GUSTAVO ENRIQUE MALO FERNÁNDEZ  

Magistrado  

JOSÉ FRANCISCO ACUÑA VIZCAYA                               PAULA      CADAVID  LONDOÑO   

                                         Conjuez                                                                          Conjuez   

DIEGO      EUGENIO      CORREDOR  BELTRÁN                       MAURICIO  LUNA BISBAL   

                                         Conjuez                                                                        Conjuez   

RAMIRO ALONSO MARÍN VÁZQUEZ                     RICARDO POSADA MAYA   

Conjuez                                                                             Conjuez   

Nubia Yolanda Nova García  

Secretaria    

1  Radicado No. 37.337   

2  Revisión 21685, 11 de diciembre de 2003.   

3  CORTE  SUPREMA DE JUSTICIA, Sala de Casación Penal,  sentencia  junio  3  de  2009, radicado 28.649.   

4  Corte  Suprema  de Justicia, Sala de Casación Penal,  sentencia  del  27 de julio de 2007, Radicado 26.468, Corte Suprema de Justicia,  Sala  de  Casación  Penal,  sentencia  del 3 de junio de 2009, Radicado 28.649,  sentencia del 31 de julio de 2009, Radicado 30.838.   

5  Radicado 38.256   

6  Radicado 32.685   

7 Cfr.  Sentencia de Casación de 4 de mayo de 2011. Rad. 32370.   

8 Cfr.  Cas. 32685. 16 de marzo de 2011   

9  “…la  jurisprudencia de la Sala ha acogido lo que  podría   denominarse  como  el  principio  de  congruencia  estricto,  bajo  el  entendido  que  el  juez  no  puede  condenar  por  conducta punible diferente a  aquella  por  la que se acusó, ni siquiera para favorecer al implicado, al paso  que,  para  el  fiscal la congruencia es flexible o relativa, en tanto que puede  pedir  condena  por  delitos diferentes al de la acusación siempre que la nueva  calificación  se  ajuste  a los hechos y sea favorable para el acusado”. Cfr.  sentencia del 27 de julio de 2007. radicación número 26468.   

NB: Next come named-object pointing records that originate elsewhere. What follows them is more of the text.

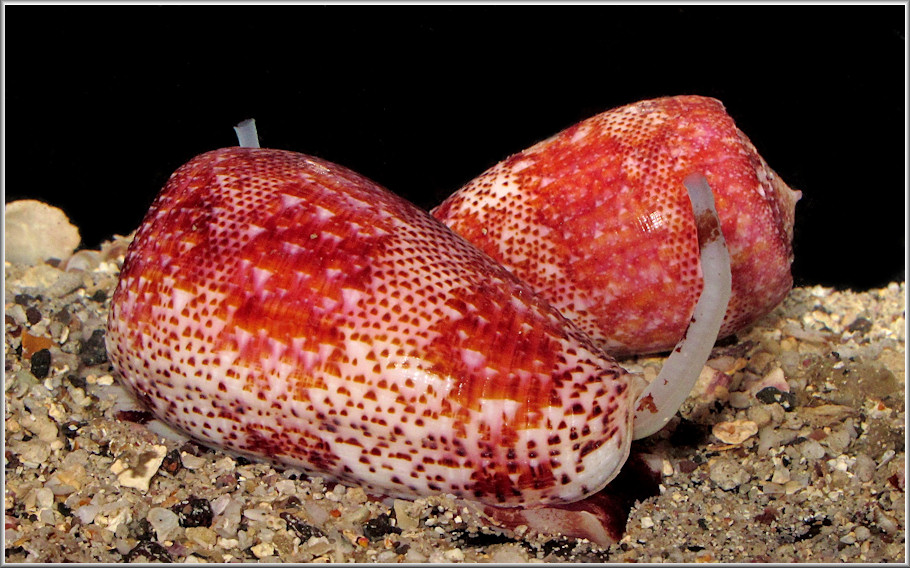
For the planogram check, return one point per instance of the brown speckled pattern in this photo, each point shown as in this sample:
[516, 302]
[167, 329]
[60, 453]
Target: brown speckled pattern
[597, 220]
[280, 305]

10  Cfr. sentencia del 7 de septiembre de 2011, radicación 35293.   

11  Auto   de   única   instancia   del   1   de   agosto  de  2011,  radicado  No.  29.877   

12  “…si  no  hay  solicitud expresa de condena, tampoco puede emitirse fallo en  ese  sentido,  pero  si el hecho o delito respecto del cual la Fiscalía no hace  esa  reclamación  fue  objeto  de controversia en el juicio, el asunto no puede  dejarse  en suspenso, sino que se impone un fallo de absolución. En el supuesto  contrario,  es decir, el hecho o delito sobre el que no se pidió condena no fue  debatido  en  el  juicio,  hay  lugar a la ruptura de la unidad procesal, con la  compulsa  de  copias  respectivas  en  aras  de  que  la  Fiscalía  adopte  las  determinaciones que estime conducentes.”